What does a bulletproof dress prototype have to do with the digital humanities?

A lot actually, according to artist micha cárdenas. Such a garment, which was crafted from Kevlar airbags scavenged from a junkyard, could be capable of stopping a 9mm bullet. It’s one of the objects featured in the latest addition to the Debates in the Digital Humanities series, Bodies of Information: Intersectional Feminism and Digital Humanities.

As a piece of apparel, the dress dramatizes the higher risk of mortality that people of color face in confrontations with law enforcement. Of course, communities allied with #BlackLivesMatter are also deploying statistics, metadata (like hashtags), and even information visualizations to quantify how the inequities of state power do violence to black and brown bodies, as well as how activists can mobilize in response. Nonetheless, the metallic clothing created by cárdenas represents a critical kind of “embodied gesture” that she argues is as essential as big data number crunching, if not more so.

Others in this new collection, such as Marcia Chatelain – creator of the #Ferguson Syllabus – and Beth Coleman of the City as Platform Lab, similarly make the argument that #BLM should present central rather than peripheral concerns for digital humanities practitioners in the academy.

Furthermore, digital humanities scholars “can extend their work to be more accessible to low-income people,” cárdenas writes, “and to considerations of nondigital technologies, by abstracting the concept of algorithms to include recipes and rituals.”

Bringing DIY craftivism to the digital humanities is a commitment for Kim Brillante Knight as well. This scholar of “viral media” uses an unusual form of data visualization to depict the frequency of the use of the #prolife hashtag on Twitter. Rather than show a word cloud or network graph, Knight uses five pink LEDs as a meter to measure the occurrences of the relevant tweets.

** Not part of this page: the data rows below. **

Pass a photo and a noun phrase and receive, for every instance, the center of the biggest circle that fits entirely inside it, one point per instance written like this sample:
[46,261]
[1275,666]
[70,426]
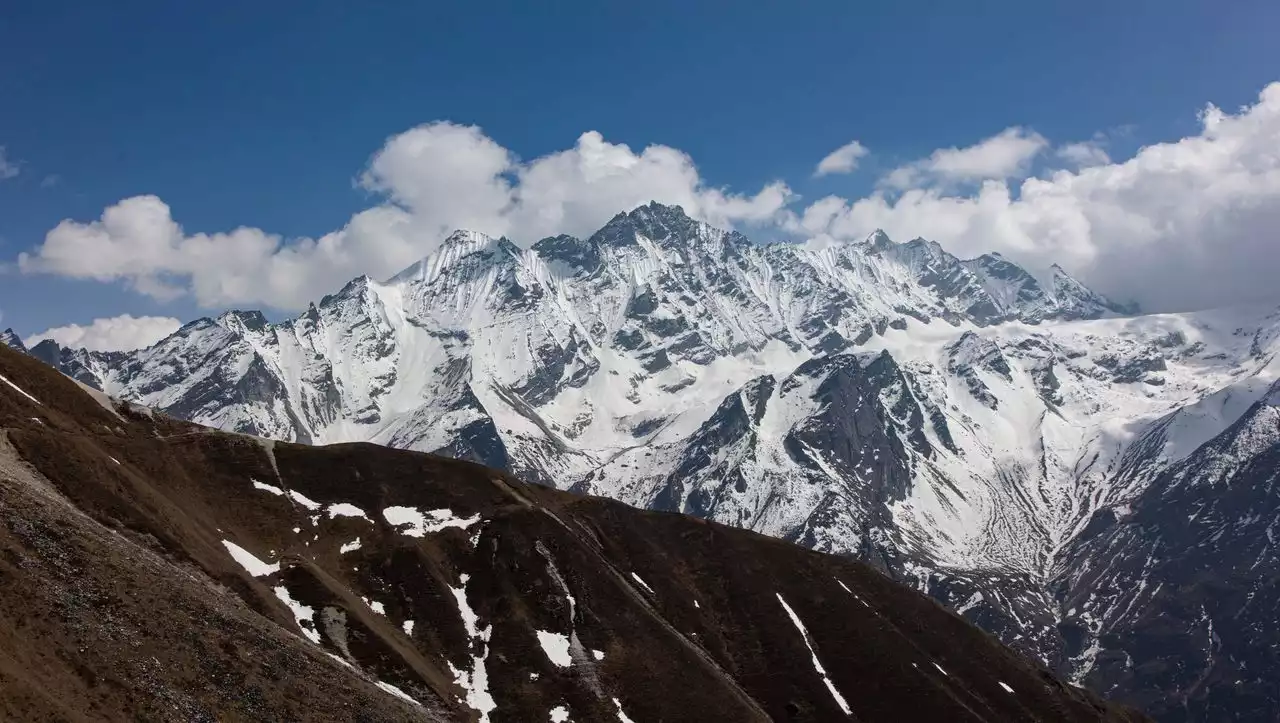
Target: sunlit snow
[248,561]
[396,691]
[817,664]
[266,488]
[304,614]
[556,646]
[18,389]
[414,524]
[346,509]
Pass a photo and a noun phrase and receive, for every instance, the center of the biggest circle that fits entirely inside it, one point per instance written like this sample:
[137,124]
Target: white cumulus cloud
[435,178]
[1084,154]
[842,159]
[1008,154]
[1187,224]
[122,333]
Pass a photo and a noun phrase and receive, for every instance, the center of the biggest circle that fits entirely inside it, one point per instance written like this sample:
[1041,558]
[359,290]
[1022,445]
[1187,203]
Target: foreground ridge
[155,568]
[1015,445]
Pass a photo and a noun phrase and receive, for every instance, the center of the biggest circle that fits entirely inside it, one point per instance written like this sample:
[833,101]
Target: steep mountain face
[965,425]
[155,570]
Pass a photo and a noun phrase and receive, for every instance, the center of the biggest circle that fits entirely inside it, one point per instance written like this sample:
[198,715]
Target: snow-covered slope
[964,424]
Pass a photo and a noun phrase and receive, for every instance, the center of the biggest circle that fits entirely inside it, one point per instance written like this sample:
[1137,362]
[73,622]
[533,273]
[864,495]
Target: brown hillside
[120,600]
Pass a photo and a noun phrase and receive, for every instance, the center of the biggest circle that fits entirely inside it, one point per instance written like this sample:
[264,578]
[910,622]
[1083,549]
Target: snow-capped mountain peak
[964,424]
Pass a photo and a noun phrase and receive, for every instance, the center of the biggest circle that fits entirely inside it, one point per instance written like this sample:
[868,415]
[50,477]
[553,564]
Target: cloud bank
[117,334]
[435,178]
[1183,224]
[841,160]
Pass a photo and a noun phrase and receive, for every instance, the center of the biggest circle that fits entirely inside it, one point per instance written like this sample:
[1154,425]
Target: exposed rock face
[967,425]
[156,570]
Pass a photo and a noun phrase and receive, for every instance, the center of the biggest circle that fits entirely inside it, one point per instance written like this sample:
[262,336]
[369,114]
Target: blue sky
[261,114]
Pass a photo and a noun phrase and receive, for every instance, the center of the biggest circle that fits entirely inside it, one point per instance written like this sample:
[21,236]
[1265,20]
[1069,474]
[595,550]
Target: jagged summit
[10,339]
[959,422]
[155,570]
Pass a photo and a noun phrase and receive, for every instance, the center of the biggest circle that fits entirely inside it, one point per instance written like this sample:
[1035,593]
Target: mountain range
[155,570]
[1092,485]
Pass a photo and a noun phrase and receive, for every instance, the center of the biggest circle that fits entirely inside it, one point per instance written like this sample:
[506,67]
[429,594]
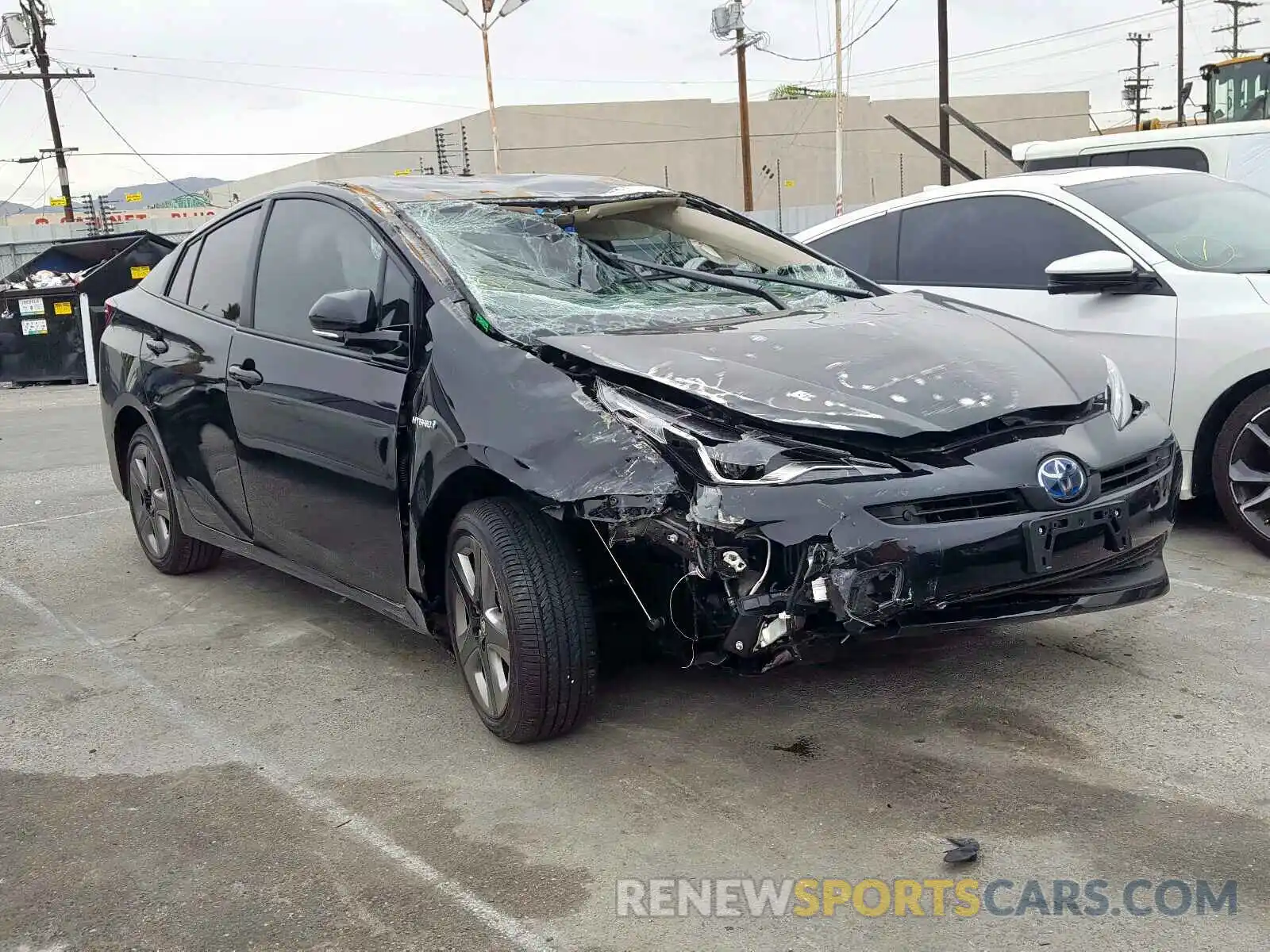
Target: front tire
[1241,469]
[521,621]
[154,512]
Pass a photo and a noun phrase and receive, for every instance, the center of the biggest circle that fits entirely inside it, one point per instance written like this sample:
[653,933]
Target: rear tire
[521,621]
[1241,469]
[154,512]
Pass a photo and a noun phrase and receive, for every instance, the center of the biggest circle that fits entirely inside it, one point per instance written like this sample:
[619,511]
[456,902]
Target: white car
[1166,272]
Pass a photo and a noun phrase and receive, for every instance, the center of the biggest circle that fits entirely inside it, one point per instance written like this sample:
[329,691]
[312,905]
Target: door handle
[245,374]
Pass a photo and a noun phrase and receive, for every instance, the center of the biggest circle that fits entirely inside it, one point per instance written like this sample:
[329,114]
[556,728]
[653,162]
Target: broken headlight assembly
[725,456]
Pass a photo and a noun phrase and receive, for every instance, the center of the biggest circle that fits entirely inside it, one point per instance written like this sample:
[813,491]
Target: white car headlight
[728,457]
[1119,401]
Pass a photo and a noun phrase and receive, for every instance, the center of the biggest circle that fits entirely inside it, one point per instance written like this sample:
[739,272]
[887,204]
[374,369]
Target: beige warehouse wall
[694,144]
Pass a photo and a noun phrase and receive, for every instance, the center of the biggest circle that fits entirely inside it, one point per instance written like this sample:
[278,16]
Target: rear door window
[990,241]
[220,274]
[867,248]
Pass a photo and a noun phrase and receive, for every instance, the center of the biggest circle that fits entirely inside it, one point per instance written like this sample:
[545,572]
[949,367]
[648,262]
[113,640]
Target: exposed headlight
[725,456]
[1119,401]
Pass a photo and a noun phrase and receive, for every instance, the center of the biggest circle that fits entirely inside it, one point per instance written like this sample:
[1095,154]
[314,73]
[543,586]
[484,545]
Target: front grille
[971,505]
[1137,470]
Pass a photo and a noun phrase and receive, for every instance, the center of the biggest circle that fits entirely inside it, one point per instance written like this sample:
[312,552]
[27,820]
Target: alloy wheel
[152,505]
[479,628]
[1250,473]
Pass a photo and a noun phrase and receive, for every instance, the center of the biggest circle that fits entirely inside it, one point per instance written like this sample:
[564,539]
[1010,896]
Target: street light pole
[486,25]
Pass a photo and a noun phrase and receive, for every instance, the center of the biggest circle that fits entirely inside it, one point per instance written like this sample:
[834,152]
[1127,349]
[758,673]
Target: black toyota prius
[533,413]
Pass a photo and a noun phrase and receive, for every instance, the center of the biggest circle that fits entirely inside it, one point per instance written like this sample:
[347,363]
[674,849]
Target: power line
[1236,25]
[1019,44]
[572,80]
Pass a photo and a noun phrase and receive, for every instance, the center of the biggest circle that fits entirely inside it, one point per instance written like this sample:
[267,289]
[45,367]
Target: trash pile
[44,279]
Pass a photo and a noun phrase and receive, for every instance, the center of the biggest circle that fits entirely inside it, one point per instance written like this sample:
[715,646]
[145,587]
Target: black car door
[317,420]
[183,355]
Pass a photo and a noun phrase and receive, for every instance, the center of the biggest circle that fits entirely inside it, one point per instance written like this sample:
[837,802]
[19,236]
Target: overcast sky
[207,86]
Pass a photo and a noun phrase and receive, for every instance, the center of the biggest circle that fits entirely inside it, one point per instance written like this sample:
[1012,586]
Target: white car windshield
[537,272]
[1198,221]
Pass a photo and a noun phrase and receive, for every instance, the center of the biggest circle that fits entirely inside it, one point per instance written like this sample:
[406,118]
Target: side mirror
[343,313]
[1092,272]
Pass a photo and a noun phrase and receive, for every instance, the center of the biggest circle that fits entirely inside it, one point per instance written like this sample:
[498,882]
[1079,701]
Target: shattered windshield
[540,272]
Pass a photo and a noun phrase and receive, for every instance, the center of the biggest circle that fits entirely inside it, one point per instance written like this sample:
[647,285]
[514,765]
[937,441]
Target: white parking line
[321,804]
[56,518]
[1216,590]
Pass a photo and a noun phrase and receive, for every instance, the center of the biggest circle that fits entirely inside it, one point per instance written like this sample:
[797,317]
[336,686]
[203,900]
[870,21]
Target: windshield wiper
[721,281]
[794,282]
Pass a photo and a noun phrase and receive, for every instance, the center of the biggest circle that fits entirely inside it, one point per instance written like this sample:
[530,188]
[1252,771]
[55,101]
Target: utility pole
[1233,27]
[837,105]
[728,23]
[1181,52]
[945,145]
[37,19]
[1136,88]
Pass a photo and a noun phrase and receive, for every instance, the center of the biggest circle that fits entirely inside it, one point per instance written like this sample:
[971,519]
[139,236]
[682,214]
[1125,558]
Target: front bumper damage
[770,575]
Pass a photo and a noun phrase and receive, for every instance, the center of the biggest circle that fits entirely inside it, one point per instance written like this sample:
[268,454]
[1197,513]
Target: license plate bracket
[1041,536]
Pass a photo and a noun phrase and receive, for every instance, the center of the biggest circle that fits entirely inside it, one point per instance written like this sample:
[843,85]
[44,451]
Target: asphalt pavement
[237,759]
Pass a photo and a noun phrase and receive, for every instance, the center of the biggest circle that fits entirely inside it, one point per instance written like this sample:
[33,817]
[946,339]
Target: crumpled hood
[895,365]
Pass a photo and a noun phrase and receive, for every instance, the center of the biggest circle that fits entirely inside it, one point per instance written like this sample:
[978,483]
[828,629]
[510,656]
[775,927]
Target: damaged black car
[525,412]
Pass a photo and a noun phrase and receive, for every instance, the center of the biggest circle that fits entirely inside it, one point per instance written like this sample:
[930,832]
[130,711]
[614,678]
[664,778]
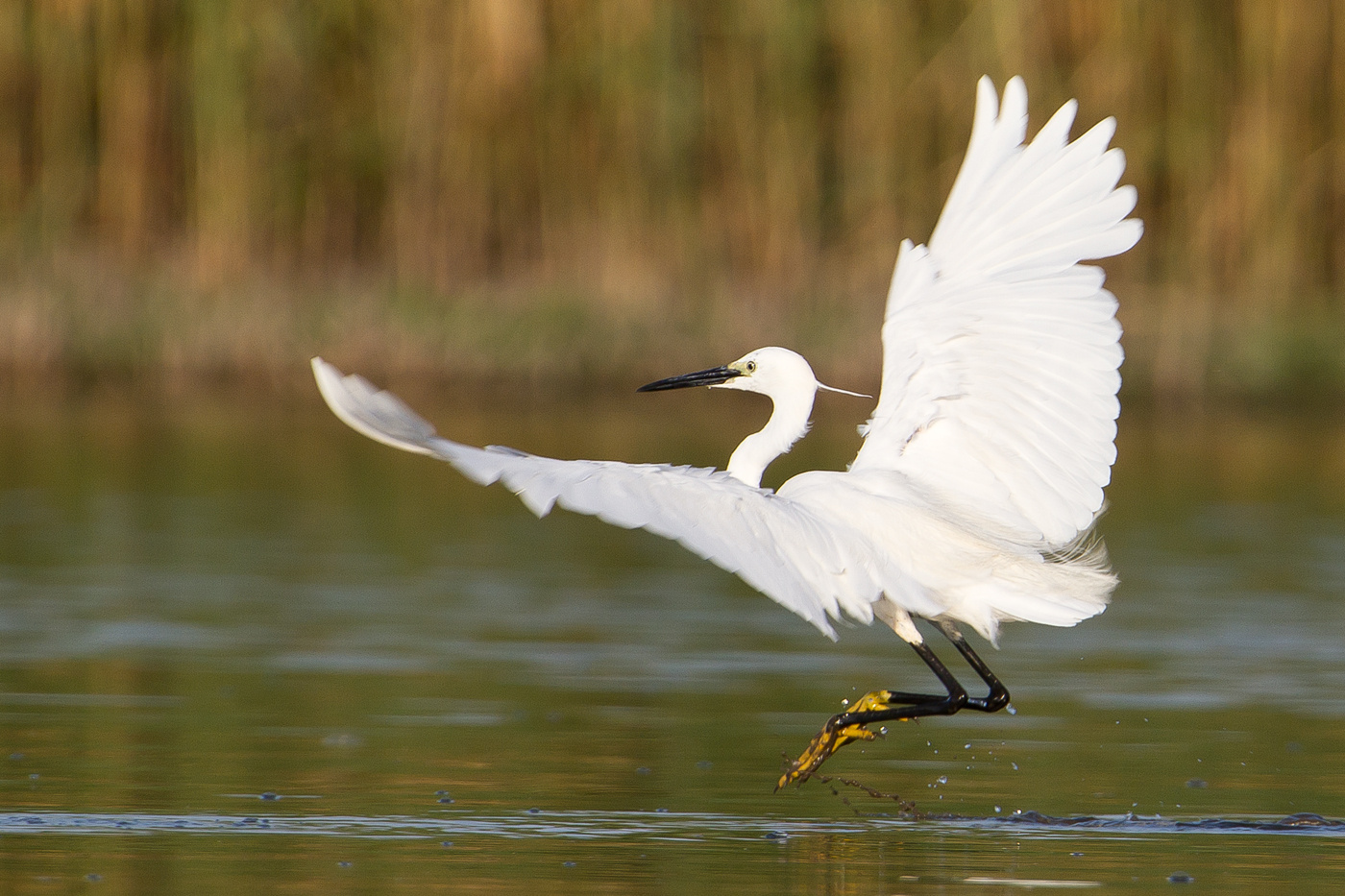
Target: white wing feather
[1001,351]
[780,547]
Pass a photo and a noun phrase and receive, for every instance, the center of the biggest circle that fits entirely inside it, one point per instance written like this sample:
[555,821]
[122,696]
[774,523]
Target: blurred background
[212,190]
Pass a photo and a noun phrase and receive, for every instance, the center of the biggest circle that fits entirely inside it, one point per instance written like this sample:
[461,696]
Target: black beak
[712,376]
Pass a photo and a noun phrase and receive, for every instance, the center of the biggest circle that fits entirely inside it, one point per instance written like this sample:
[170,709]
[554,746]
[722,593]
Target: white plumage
[985,459]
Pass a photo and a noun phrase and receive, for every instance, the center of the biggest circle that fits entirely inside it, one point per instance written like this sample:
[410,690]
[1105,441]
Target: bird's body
[984,462]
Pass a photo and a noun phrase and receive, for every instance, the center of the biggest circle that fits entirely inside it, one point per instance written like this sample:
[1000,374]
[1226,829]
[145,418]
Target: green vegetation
[221,187]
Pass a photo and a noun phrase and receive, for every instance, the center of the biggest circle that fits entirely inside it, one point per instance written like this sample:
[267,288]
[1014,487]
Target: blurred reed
[221,187]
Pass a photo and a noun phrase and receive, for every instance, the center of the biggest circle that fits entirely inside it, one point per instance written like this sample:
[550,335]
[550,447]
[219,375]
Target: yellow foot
[833,736]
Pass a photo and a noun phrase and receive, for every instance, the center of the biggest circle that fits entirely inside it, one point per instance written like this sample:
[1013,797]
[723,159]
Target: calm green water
[241,646]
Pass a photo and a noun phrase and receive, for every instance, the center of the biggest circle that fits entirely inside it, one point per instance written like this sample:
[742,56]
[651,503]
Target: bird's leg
[893,705]
[998,695]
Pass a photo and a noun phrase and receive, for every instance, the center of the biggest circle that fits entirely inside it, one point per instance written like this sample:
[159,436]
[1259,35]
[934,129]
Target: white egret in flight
[984,465]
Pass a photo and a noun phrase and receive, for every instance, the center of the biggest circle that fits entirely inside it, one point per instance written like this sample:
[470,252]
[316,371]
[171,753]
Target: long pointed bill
[712,376]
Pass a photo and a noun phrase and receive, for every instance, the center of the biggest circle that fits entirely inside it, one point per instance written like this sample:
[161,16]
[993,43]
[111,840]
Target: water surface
[239,644]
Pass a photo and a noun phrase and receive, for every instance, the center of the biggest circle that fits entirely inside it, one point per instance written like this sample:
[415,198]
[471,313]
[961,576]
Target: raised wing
[775,545]
[1001,351]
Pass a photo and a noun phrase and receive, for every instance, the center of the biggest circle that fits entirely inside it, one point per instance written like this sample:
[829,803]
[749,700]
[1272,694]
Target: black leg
[998,695]
[893,705]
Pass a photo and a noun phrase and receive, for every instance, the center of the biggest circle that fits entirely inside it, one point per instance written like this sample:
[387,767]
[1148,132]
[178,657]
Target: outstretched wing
[1001,351]
[777,546]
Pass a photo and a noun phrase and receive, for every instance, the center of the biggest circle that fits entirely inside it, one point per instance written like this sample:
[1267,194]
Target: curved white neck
[789,423]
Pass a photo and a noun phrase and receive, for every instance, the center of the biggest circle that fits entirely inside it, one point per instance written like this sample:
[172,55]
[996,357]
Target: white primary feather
[988,451]
[1001,351]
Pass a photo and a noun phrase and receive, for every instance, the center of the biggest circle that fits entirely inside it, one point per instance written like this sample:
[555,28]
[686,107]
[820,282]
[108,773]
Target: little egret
[982,472]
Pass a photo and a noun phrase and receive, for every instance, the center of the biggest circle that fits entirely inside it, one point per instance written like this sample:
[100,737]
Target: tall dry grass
[222,186]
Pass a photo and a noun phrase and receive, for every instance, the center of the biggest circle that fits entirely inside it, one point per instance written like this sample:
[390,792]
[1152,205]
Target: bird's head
[770,372]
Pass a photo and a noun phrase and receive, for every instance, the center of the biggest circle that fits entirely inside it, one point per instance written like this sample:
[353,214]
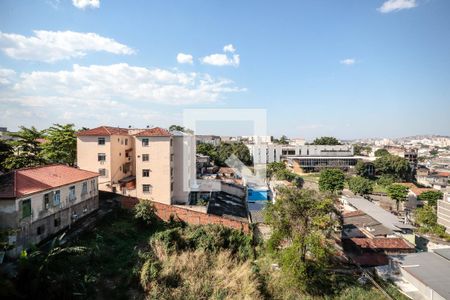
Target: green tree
[381,152]
[61,144]
[431,197]
[360,185]
[426,217]
[395,166]
[144,212]
[398,193]
[274,167]
[303,220]
[27,148]
[360,149]
[362,168]
[6,151]
[331,180]
[326,140]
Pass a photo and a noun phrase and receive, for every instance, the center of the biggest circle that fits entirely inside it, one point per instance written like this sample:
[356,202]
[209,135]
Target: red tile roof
[22,182]
[103,131]
[156,131]
[381,243]
[415,189]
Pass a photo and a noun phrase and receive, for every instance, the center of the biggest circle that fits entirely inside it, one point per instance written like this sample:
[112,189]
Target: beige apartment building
[150,163]
[36,203]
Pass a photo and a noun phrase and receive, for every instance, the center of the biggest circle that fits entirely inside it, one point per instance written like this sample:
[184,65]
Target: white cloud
[348,61]
[229,48]
[185,58]
[396,5]
[82,4]
[219,59]
[51,46]
[7,76]
[109,84]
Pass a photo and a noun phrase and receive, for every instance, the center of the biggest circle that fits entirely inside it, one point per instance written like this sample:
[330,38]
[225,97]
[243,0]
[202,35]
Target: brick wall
[164,211]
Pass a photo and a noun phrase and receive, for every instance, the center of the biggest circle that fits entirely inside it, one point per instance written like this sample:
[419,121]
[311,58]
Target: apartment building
[150,163]
[36,203]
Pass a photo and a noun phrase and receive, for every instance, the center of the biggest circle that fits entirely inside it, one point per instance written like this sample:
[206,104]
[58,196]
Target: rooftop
[22,182]
[156,131]
[387,219]
[103,131]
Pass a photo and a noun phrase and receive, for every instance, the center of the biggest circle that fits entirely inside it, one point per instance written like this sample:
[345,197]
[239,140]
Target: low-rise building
[36,203]
[443,212]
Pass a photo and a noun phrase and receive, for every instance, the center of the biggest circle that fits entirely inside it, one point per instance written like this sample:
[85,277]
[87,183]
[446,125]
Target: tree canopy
[326,140]
[381,152]
[360,185]
[393,165]
[431,197]
[27,145]
[398,193]
[331,180]
[302,219]
[61,144]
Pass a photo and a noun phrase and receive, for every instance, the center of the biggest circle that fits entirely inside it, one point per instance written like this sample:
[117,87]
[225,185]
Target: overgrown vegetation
[134,255]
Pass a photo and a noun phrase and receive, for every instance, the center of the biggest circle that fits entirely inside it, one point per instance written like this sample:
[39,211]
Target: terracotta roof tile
[381,243]
[156,131]
[22,182]
[103,131]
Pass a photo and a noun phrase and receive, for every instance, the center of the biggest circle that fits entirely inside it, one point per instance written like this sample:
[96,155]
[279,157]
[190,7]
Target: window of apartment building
[72,196]
[102,172]
[40,230]
[146,188]
[46,204]
[84,188]
[26,208]
[56,198]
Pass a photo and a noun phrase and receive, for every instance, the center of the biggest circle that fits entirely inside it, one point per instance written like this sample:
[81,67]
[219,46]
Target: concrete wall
[443,213]
[87,158]
[159,164]
[189,216]
[66,213]
[184,167]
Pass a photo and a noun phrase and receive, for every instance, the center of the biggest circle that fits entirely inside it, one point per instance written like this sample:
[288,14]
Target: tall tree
[398,193]
[302,220]
[27,147]
[381,152]
[331,180]
[61,144]
[326,140]
[431,197]
[360,185]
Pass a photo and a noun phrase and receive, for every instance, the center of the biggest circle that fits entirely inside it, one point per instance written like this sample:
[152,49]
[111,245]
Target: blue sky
[348,68]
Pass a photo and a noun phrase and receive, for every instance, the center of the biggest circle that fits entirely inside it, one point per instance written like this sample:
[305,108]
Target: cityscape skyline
[369,69]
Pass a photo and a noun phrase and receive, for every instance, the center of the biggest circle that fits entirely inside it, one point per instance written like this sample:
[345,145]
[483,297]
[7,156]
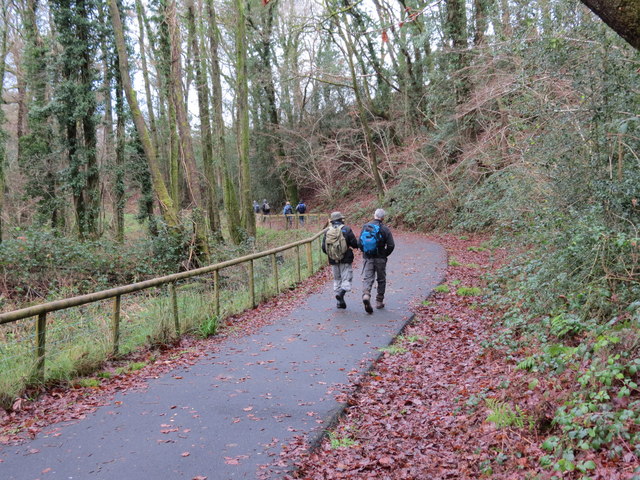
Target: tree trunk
[119,193]
[202,88]
[192,177]
[228,188]
[169,212]
[145,72]
[89,137]
[362,111]
[3,135]
[246,206]
[623,16]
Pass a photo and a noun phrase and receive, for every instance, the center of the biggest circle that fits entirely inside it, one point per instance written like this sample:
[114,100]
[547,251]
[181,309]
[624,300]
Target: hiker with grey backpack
[376,243]
[337,243]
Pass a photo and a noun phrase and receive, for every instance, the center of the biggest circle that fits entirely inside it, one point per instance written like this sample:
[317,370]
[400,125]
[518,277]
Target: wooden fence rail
[40,311]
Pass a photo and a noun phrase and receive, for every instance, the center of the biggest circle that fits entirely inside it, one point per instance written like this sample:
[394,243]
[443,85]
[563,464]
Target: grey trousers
[342,277]
[374,268]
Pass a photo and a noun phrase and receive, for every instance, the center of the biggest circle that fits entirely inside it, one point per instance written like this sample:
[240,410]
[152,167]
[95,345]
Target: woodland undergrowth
[469,392]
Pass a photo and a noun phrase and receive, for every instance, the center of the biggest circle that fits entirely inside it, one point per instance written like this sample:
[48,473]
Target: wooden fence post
[252,287]
[41,338]
[216,290]
[115,326]
[174,306]
[274,266]
[309,258]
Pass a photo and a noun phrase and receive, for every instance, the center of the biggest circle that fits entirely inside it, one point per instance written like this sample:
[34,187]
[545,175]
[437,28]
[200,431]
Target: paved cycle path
[228,416]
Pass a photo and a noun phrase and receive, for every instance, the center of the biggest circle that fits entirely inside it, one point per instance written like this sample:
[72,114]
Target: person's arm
[351,239]
[390,244]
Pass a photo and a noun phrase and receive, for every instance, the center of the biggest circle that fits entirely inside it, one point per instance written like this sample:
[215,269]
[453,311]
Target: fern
[528,363]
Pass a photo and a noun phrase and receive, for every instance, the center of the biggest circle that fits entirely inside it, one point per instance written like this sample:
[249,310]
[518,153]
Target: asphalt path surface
[227,416]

“The medium for the visualization is a black T-shirt,” Knight explains, “onto which I have hand embroidered reproductive organs: a uterus, fallopian tubes, cervix, and part of a vagina.” The project also uses microcontroller technology and conductive thread.

Other evocative objects – such as yearbook photos – become artifacts of critical reflection in the new volume. Texas A&M professor Amy Earhart describes the unintended consequences of digital humanities projects that reveal sites of institutional shame. For example, she includes images from a project digitizing college memorabilia that reveal photos of student organizations with members proudly “wearing their Klan robes, with typical cross insignia, hoods, and brandishing swords.”

Rather than merely digitizing archives without reflecting on their design – who is included, what is excluded, and why some histories are deemed not worth preserving – this collection encourages digital humanities researchers to question what gets privileged in a library of rare materials and how digital archives can foster different perceptions of the historical record.

Brandeis medievalist Dorothy Kim, who has been a lightning rod for alt-right abuse online, invites us to consider what gets lost when we only experience the digital copy of a text. Kim notes that solely its visual elements are captured, and its other sensory features become lost. “Medieval reading practices were not linear,” Kim asserts, “often required vocality to read out loud or sing out loud, ideally required slow and repetitive rereading, were emotive, and involved sound, smell, touch, taste, visual, and even bodily calisthenics.”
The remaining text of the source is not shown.